= Eva Eklund =

Swedish-Danish dancer, singer, composer, and restaurateur

Eva Anni Sofie Eklund (17 December 1922- 19 November 2015), later Eva Høgh-Petersen, was a Swedish-Danish dancer, singer, composer and restaurateur.

==Biography==
Eklund began her career as a model and dancer at the Pantomime Theatre in Tivoli Gardens. In I 1939, she was hired for Gustav Wally's revue at Södra Teatern in Stockholm. In 1942, she appeared in an Albert Gaubier show. In 1947, she was engaged as a dancer in a circus in Aarhus but she fell ill and had to give up her dancing career.

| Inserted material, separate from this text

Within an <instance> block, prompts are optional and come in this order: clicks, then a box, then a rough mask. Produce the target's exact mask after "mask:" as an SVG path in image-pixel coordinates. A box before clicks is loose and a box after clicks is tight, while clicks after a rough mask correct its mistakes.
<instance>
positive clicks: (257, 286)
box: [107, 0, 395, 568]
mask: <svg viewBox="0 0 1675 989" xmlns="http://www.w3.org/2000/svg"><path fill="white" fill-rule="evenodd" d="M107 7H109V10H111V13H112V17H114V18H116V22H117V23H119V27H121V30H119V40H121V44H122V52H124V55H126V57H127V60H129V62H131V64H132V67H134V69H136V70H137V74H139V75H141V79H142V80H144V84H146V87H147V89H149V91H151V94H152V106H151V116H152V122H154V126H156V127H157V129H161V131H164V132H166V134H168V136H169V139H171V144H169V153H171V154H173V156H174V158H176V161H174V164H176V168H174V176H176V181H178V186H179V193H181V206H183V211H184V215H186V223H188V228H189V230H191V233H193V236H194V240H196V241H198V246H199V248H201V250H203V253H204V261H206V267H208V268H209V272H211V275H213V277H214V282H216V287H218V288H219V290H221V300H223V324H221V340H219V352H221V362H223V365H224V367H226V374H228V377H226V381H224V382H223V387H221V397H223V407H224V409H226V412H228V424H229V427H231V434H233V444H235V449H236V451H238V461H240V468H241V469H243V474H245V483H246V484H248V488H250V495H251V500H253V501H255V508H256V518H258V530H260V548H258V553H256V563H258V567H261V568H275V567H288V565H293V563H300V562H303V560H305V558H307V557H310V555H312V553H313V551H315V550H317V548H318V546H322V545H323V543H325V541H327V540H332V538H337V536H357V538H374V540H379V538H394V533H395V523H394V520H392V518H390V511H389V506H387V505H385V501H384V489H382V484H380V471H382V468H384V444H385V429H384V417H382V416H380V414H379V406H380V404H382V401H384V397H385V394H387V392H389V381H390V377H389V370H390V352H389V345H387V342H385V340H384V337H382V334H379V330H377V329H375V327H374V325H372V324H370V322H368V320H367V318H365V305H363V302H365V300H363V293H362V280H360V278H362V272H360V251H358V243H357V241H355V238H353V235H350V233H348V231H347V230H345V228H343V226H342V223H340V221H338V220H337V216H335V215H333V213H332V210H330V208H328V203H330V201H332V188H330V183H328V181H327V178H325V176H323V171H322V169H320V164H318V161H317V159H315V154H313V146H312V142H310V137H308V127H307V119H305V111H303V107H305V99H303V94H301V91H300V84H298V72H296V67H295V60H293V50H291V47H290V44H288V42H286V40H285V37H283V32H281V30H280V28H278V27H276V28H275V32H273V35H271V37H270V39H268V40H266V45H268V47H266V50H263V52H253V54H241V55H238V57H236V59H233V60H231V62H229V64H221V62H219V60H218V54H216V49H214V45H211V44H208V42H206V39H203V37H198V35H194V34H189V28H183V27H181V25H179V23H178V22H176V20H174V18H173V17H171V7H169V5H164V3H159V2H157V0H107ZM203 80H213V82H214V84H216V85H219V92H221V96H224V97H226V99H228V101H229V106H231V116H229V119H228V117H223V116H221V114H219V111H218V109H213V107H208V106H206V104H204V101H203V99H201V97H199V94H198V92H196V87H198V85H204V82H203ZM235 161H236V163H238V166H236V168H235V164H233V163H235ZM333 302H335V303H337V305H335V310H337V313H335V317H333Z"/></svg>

In the early 1950s, she became artistic director at the record company Universal Grammophone. She also recorded a number of popular dance albums under the name Eve Annie. She also composed the music for the schlager Lirekassemandens datter which became a hit both in Denmark and abroad.

==1967 comedy film==
In I 1967, she was a co-writer of the screenplay for the comedy film Onkel Joakims hemmelighed (also known as Nyhavns glade gutter). She also composed the music for two of its songs, 1-2-3-4 and Tit tit. She also played a small role in the film. The film is about a young, spoiled girl who inherits a restaurant in Nyhavn. It is partly inspired by her own experiences. In 1962, she took over restaurant Det Gyldne Lam (The Golden Lamb) at Nyhavn 51 after her mother and turned it into one of the most popular places in Nyhavn with live music and dance. Her husband, Robert Høeg-Petersen, owned the building.